Monday, Dec. 09, 1957

The Problems Ahead

Short of a hot war, or imminent danger of one, illness could hardly have struck the President of the U.S. at a worse time.

Along with the endless daily flow of documents and visitors and decisions, plus weekly policy sessions of the Cabinet and the National Security Council, the year end brings to the presidency a heavy seasonal load: 1) drawing up the Administration's legislative program for the congressional session ahead, 2) preparing the massive federal budget for the coming fiscal year, 3) drafting January's State of the Union, budget and economic messages, and 4) briefing congressional leaders in advance on the Administration's planned requests for legislation and appropriations. In December 1957, with Sputnik still orbiting, and the U.S. economy showing signs of droop, the President faces a crushing array of special major problems.

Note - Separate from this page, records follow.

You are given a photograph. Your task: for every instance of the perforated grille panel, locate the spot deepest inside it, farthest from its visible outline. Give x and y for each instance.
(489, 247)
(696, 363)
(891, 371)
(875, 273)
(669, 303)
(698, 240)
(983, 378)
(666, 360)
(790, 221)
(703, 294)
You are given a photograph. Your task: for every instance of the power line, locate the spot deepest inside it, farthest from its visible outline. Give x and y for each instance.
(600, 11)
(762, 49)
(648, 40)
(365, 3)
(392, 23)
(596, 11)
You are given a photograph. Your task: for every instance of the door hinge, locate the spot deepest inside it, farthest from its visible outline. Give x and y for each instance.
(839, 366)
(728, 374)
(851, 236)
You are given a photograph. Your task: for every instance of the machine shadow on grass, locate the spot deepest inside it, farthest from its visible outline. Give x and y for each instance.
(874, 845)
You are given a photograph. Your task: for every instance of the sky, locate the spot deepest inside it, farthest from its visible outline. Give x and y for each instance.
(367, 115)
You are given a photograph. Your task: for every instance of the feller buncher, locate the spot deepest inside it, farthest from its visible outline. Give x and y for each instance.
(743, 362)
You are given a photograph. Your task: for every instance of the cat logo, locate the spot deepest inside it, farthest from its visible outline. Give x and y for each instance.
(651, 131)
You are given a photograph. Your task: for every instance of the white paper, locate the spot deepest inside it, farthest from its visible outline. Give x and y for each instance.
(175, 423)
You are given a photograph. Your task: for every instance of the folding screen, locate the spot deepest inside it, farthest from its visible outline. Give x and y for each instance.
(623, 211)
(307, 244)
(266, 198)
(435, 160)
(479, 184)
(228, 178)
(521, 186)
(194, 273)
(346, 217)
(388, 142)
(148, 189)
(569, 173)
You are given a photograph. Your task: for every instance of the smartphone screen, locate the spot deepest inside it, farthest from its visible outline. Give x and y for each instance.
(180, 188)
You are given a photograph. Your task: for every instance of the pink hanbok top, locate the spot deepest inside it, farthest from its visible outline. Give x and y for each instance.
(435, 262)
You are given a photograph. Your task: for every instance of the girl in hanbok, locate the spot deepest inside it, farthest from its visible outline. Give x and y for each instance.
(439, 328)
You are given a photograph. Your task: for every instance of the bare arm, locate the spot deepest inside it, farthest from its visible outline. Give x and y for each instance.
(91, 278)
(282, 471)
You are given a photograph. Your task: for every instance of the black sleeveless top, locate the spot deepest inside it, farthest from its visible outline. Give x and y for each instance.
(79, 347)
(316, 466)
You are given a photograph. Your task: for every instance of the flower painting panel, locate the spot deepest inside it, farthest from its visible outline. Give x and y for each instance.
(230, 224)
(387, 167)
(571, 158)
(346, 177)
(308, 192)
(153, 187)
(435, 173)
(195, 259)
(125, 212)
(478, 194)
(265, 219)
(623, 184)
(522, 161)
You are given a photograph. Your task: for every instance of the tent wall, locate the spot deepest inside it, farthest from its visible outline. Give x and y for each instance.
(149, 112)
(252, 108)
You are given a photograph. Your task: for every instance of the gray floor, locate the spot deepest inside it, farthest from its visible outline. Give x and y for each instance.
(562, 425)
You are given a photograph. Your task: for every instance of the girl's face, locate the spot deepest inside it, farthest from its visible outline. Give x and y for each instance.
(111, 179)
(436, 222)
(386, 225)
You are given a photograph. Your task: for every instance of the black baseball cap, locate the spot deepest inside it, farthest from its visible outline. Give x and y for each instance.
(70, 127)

The Stamp of Finality. With an unprecedented meeting of NATO chiefs of government scheduled to start in Paris in mid-December (see FOREIGN NEWS), Administration officials were busy last week refining U.S. proposals for closer NATO cooperation in armaments, scientific research and development. Since outlines of the Administration's approach were set before Ike's illness, Secretary of State John Foster Dulles & Co. can work U.S. plans for the meeting into nearly finished form without consulting the President. But the stamp of finality must be put upon the plans by the President himself. And after the advance paper work is done, no one else can speak for the U.S. at Paris with quite the same authority and prestige as the President.

Grim evidence of Russian progress in military technology put special urgency into pending defense decisions. Items:

P:How much more to spend for defense in the coming fiscal year.

P:How to hurry production of IRBMs (see below).

P:How to speed up ICBM and satellite research programs.

P:How to meet the needs for dispersal of Strategic Air Command bases and improvement of the nation's radar-warning networks.

P:What to do about proposals for fallout-shelter programs (TIME, Dec. 2).

P:How to help states, cities and school districts cope with the lag in high school science education.

The Unique Office. The new budget looms as an awesome problem. The 1958 budget was, even before Sputniks, the biggest ($71.8 billion) in the nation's peacetime history, and it stirred a protesting clamor (if very little real budget cutting) on Capitol Hill. Now the Administration faces a need to add at least an extra billion or two for defense. That prospect is all the more complex because 1) the national debt is already scraping the legal debt ceiling ($275 billion), and 2) the 1957 recession will almost certainly shrink the Government's predicted tax returns, will also probably warm up tax-cut sentiments. To arrive at a balanced budget for fiscal 1959, the Administration will somehow have to chop nondefense spending in the face of undiminished public demand for federal services and subsidies; to meet the demand for services as well as the need for defense spending, it may well have to go to an unbalanced budget.

On top of these specific problems, which can come to final decision only on the President's desk, there are broad areas of policy and planning that call for close and carefully planned presidential leadership. In the nation's first Sputnik uneasiness, the President planned a series of five TV talks to tell the people where the U.S. stood and what it had to do. When illness hit, Ike had made only two of the speeches. The third, an appeal for support of the Administration's foreign aid program, was delivered in part by Labor Secretary James P. Mitchell, subbing for the ailing President. But the appeal, delivered well but secondhand, got snowed under in the blizzard of news about Ike's illness. In speechmaking as in policymaking, members of the President's team can take over some of his tasks, but there is only one man with the title and office, the power and prestige of President of the U.S.